More on matching and identification

At the Social Science Statistics blog, Richard Nielsen posts a response (link) to the Chris Blattman’s recent post (link) on problems with the way people interpret what matching does:

Matching is generally a pretty smart way to condition on observables, but it doesn’t buy you anything if you believe that there are unobserved variables that systematically influence treatment assignment…[P]eople I [Nielsen] talk to who are skeptical of matching almost always argue that there will always be problematic unobservables lurking no matter how hard you try to measure them. In general, these types of people prefer instrumental variables approaches (and tend to be economists rather than statisticians, interestingly enough)….[W]hat always gets me is that the same people who tell me that lurking unobservables are everywhere tend to be fairly comfortable making the types of exclusion restrictions that make IV approaches work. The crazy thing is that just like matching, these assumptions rely on assumptions about unobservable causal pathways. The claim that an instrumental variable is valid is the claim that there are no unobserved (or observed) variables linking the instrument to the outcome except through the path of the instrumented variable. So it always puzzles me that the same people who think that lurking unobservables are everywhere in matching somehow think that all these lurking uobservables go away as soon as you call something an instrument and try to defend it as exogenous.
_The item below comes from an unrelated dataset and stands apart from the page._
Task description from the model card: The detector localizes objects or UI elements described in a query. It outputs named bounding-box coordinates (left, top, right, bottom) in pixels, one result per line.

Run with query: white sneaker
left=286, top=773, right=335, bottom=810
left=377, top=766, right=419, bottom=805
Nielsen is arguing that IV analyses are on no firmer ground than are the matching analyses that Blattman complains about. This is because, according to Nielsen, claims of “exclusion” in typical IV analyses are no less dubious than claims of “no unmeasured confounding” in typical matching analyses.
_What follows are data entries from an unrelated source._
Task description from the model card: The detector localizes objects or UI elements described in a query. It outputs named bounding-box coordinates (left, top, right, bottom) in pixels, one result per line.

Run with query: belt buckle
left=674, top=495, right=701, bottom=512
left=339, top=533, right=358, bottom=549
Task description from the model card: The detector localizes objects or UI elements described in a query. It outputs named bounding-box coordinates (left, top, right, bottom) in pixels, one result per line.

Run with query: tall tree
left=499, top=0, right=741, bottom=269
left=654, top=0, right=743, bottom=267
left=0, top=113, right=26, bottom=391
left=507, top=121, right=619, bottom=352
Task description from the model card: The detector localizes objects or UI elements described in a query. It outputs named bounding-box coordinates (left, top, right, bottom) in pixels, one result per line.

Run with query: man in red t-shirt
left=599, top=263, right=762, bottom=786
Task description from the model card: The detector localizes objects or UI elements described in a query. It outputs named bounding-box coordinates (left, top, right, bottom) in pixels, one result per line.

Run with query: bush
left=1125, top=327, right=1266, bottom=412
A reaction: A matching analysis is convincing only if you have a verifiable story (or a collection of verifiable stories) to explain why two units who share common covariates may nonetheless differ in their treatment assignment. One way this may happen is if you have something that acts like an instrument, determining treatment status and nothing else among units that are otherwise the same. (This is sort of what Gilligan, Mvukiyehe, and I did in our ex-combatant reintegration paper [link], although the identification was far from pristine.) Or, you may have a collection of such “exogenous sources of variation”—that is, a collection of fortuitous events that determine treatment but nothing else for the different matched sets of cases in the analysis. Another way this may happen is if you can really reconstruct the assignment mechanism, using matching to account for all the information that was available to those who made assignment decisions, and then demonstrating that there was something akin to a coin flip that determined treatment status within matched sets. From that perspective, matching is just a robust conditioning technique that we can use to implement a causal identification strategy based on either verifiable sources of exogenous variation or a certifiably reconstructed assignment process. The technique needs to be wedded to these sources of identification. In that way, the comparison should not be between a “matching” analysis and “IV” analysis but between a “non-IV exogenous variation” analysis or a “reconstructed assignment mechanism” analysis and “IV.” Many applications of matching fail to specify from where, in fact, identification is being attained. IV analyses by necessity have to address this issue head on. For this reason, I disagree with the claim that analyses based on these two approaches are similarly problematic.